Kilgore offers L-word label for Kaine
Story by Chris Graham
The rhetoric does it. So do the newspaper and radio ads.
The Jerry Kilgore Republican gubernatorial campaign has cleary made referring to Lt. Gov. Tim Kaine as a liberal a point of emphasis.
The Democrat’s campaign can’t figure out why exactly that is – they just know to be on the lookout for the rather, ahem, liberal use of the L-word by those on the other side.
“They continue to do it because they don’t have anything else to talk about. Instead of campaigning on a positive vision for Virginia, they focus their time and energy on bringing up these false charges against Tim Kaine and hope that they will stick,” Kaine campaign spokesperson Delacey Skinner said.
That Kaine resists being labeled a liberal is beside the point, Bridgewater College political-science professor and political analyst David McQuilkin said.
“Why the Kilgore campaign does this is that they think that they can use this kind of strategy to get votes,” McQuilkin told The Augusta Free Press.
“It’s plain and simple. They think that it helps them by appealing to their base, one, and two, they want to try to make it harder for the person who is being labeled to forge an effective connection with the electorate,” McQuilkin said.
McQuilkin recalled his early days in academia in Georgia where candidates for public office often raced to be the first to label their opponents liberals. That doesn’t work as well these days given the virtual absence of self-professed liberals in the GOP that makes it harder for Democrats to try to box Republican rivals into a liberal corner.
The L-word attack is exclusively a Republican tactic in this day and age – and it worked well in 2000 and 2004 when George W. Bush and Karl Rove used it on Al Gore and John Kerry to distance the Democratic presidential candidates from moderate voters.
“People are consistently calling Tim Kaine a liberal because he is a liberal. There’s no way he can duck that now,” Kilgore campaign spokesman Tim Murtaugh told the AFP.

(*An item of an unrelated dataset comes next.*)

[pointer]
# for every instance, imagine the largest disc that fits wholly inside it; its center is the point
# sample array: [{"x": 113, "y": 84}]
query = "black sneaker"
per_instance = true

“His recent efforts to reinvent himself because he’s running for governor are a sign that he has come to the realization that he needs to try to distance himself from his record. But people are going to know that and are going to be able to see right through him,” Murtaugh said.
Two of the key charges lobbed by the Kilgore camp pointing to Kaine being a liberal have to do with Kaine’s support of the 2004 tax-reform effort that resulted in effective tax increases for Virginians in the billion-dollar plus range and his work as a lawyer on two cases referred to him by the American Civil Liberties Union.
“They like to say that Tim Kaine is an ACLU lawyer. But the truth is that Tim was never a member of the ACLU and has never worked for the ACLU,” Skinner said.
“The closest contact that he has had with the ACLU was his work on two cases that were referred to him by the ACLU. One of those was a housing-discrimination case in which the people that he was representing had been discriminated against on the basis of their race. Regardless of your political beliefs, it is hard to criticize Tim for offering his services on a case of that nature,” Skinner said.
On the budget point, “Tim and Mark Warner inherited a difficult budget situation from their predecessors and were able in these trying circumstances to move forward with a forward-looking plan that protected the investments that the Commonwealth has made in education, transportation and other core areas. They were able to work with the General Assembly to save the state from the financial crisis that it was in. Jerry Kilgore fought this every step of the way,” Skinner said.
It may or may not stand to reason to call Tim Kaine a liberal – but don’t expect the Kilgore camp to tone down the noise on this anytime soon, McQuilkin said.
“It is a tried-and-true method. It works in primary elections, it works in general elections. Once the label sticks, it’s hard to shake it,” McQuilkin said.
Skinner suggested that the L-word strategy could end up backfiring for Kilgore.
“It does fire up the base, but I think they could be overestimating the power of that message,” Skinner said. “They keep playing it and playing to the point that they’re overplaying it.
“The average Virginia voter, Democratic, Republican or indepedent, doesn’t care about these labels. What they want is to hear your vision for the state and how you’re going to bring that vision into fruition,” Skinner said.